To Spare a Levee, Farmland Is Flooded
Bold strategy is employed by St. Louis-area river town
STE. GENEVIEVE, MO. — REDUCED to basics, what Emerald Loida and the United States Army Corps of Engineers have done is stop the Mississippi River by letting water leak in the back door while keeping it from bursting through the front door.
To some the tactic is a straight Mississippi gamble; to others, it is a tense, watery balancing act in this small town south of St. Louis.
In the final analysis, it's a race against time and rising water.
About three weeks ago, as the flooding started to worsen, Mr. Loida, a third generation farmer who is president of Levee District II here, decided with his levee board to let flood waters leak into a vast, 7,500-acre farmland area known as "The Big Field."
In simple terms, a 10-mile-long levee, stretching diagonally away from the southeast end of Ste. Genevieve, and protecting The Big Field, also protects St. Mary, a small town nine miles down river. In addition, all the homes along St. Mary Road facing the field are protected.

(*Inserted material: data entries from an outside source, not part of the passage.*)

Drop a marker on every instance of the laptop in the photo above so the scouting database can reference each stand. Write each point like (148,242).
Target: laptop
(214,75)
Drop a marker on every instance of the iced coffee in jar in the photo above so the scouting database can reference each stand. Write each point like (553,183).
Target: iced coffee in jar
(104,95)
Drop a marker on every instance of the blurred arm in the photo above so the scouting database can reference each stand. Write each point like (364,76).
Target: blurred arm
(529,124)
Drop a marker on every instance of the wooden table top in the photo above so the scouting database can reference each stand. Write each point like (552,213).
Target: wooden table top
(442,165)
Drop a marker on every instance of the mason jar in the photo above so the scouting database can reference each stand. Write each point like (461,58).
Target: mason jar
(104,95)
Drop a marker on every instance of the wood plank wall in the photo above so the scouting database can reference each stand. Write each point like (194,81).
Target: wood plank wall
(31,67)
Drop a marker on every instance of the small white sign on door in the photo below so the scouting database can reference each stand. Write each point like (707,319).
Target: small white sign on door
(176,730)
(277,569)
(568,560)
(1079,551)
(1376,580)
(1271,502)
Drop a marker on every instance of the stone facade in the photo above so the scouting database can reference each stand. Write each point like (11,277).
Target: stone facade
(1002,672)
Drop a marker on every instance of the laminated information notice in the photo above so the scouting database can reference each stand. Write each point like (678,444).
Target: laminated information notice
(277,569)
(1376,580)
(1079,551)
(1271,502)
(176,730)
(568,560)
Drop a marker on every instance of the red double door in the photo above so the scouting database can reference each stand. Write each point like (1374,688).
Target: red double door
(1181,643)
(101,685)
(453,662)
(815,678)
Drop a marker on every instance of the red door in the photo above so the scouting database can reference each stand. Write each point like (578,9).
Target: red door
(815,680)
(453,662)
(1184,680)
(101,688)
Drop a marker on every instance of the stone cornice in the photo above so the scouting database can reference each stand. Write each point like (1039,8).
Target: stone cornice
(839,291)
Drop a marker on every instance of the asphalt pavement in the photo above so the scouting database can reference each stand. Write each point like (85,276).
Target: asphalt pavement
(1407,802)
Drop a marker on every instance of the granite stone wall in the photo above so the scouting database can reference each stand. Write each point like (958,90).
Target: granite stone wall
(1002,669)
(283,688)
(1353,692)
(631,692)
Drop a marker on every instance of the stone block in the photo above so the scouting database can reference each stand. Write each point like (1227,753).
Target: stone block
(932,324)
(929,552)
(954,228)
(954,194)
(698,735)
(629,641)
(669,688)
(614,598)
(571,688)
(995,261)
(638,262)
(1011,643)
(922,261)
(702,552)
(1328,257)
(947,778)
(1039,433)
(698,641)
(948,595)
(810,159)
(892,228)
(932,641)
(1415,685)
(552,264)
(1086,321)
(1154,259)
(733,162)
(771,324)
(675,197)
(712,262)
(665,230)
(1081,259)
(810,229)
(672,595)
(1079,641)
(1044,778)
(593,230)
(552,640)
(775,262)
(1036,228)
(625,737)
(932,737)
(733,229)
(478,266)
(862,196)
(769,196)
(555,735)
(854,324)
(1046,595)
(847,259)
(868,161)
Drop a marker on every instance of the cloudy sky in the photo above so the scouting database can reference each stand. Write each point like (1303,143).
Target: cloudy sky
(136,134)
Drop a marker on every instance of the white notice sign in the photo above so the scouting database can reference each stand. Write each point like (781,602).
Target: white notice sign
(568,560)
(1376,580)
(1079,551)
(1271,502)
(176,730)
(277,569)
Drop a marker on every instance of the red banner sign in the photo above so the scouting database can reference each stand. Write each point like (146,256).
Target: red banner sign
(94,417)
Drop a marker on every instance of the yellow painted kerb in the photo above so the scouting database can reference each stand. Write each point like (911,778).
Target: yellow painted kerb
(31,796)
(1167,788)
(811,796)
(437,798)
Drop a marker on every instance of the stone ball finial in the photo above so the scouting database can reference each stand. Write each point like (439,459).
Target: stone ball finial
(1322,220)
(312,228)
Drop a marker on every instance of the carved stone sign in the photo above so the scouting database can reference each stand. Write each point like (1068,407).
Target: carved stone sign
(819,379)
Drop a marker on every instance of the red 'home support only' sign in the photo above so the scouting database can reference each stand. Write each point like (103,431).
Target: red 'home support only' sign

"If the levee broke," Loida said, "a wall of water would cross The Big Field, flood the houses, and head down river to St. Mary. So, we let the water come in the far end of the levee to slowly flood the field and try to equalize the pressure of water on both sides of the levee so it won't burst."
There is also a low berm in front of St. Mary Road that would offer little protection in this record flood if The Big Field suddenly was completely flooded.
The end result? "We have sacrificed the farmland to save the levee, the town, and the homes," Loida said.
A spokesman for the Army Corps of Engineers said, "This kind of back-flooding is not unusual, but it's definitely risky if the rains persist."
Ste. Genevieve is a small town founded in 1735 by French Creole farmers and fur traders. Many original homes are still standing. The downtown has been designated as historic by The National Trust for Historic Preservation.
Volunteers, townspeople, and the National Guard have built and maintained an emergency levee that zigzags through town. While other towns have lost the battle against rising waters, Ste. Genevieve has tenaciously held back the Mississippi for almost a month.
But over the last few days, as flood waters appeared to have crested at 47 feet, then receded and risen again, Loida's optimism has flagged.
"We may have reached the point where we'll get shot down," he said of the exhausting effort to maintain the balancing act with the levee and The Big Field.
The Army Corps of Engineers on several occasions, at Loida's request, authorized more rocks and gravel to be applied to the levee. A barge and a crane have dumped nearly 250,000 tons of rocks along the levee in the last week. "I'm not sure how all this is going to be paid for," Loida said. "Nobody knows now."
Fighting floods is not new in Ste. Genevieve. In 1967, farmers and volunteers working around the clock for seven days saved 3,500 acres with a makeshift levee. And in l973, when the river remained at flood stage for 90 days, the levee was crested in several places despite efforts to hold it back.
After the 1967 flood farmers reinforced the levee. But in l987 the levee district borrowed about $200,000 to build a permanent levee and raise the level of protection. The members of the district pay a tax assessment each year, raising a total of about $65,000. Just before the flooding started a month ago, the district still owed about $75,000 on the loan. Now, as a result of the flooding, the district will need substantial help in paying off obligations to the Corps of Engineers.
Meanwhile, at the far end of the levee in an uninhabited area, the water continues to flow into The Big Field. If the rains and flooding continue at record levels, and the waters do not recede, water on both sides of the levee could saturate it, or cause other
as yet unknown problems because the levee has yet to withstand such pressure. Several days ago the water on The Big Field side of the levee was only four feet lower than the flood side of the levee.
Despite the odds against success, Loida said he was not second-guessing the decision. He said: "Have you ever heard of a stock car driver saying, `I've only got 1 chance in 40 of winning the race, so I guess I'll just park my car?' We've got so many people working so hard. I can't say enough about the Corps and everything they have done since the first day of this. They are the kind of people who would be a good neighbor."
Loida lost over 2,000 acres of farmland in the flood. "It couldn't have come at a worse time," he said. "We had just finished planting corn and soybeans with the seed and chemicals costing over $100 an acre."
For farmer Earl Valle, who had about 400 acres of corn and beans in The Big Field, the flooding has meant a total loss this year. "I have no choice but to stay and keep going," he said. "There are about 20 farmers who have been affected. We'll just have to wait and see how the government helps us."
Meanwhile, helicopters from the National Guard patrol the levee every few hours looking for potential breaks and monitoring the rush of water entering from the south eastern portion of the levee.
At the opposite end of the levee, closest to St. Mary's road, the original levee is all but covered by thousands of sandbags as volunteers, townspeople, and the National Guard have stayed one or two feet ahead of the rising waters.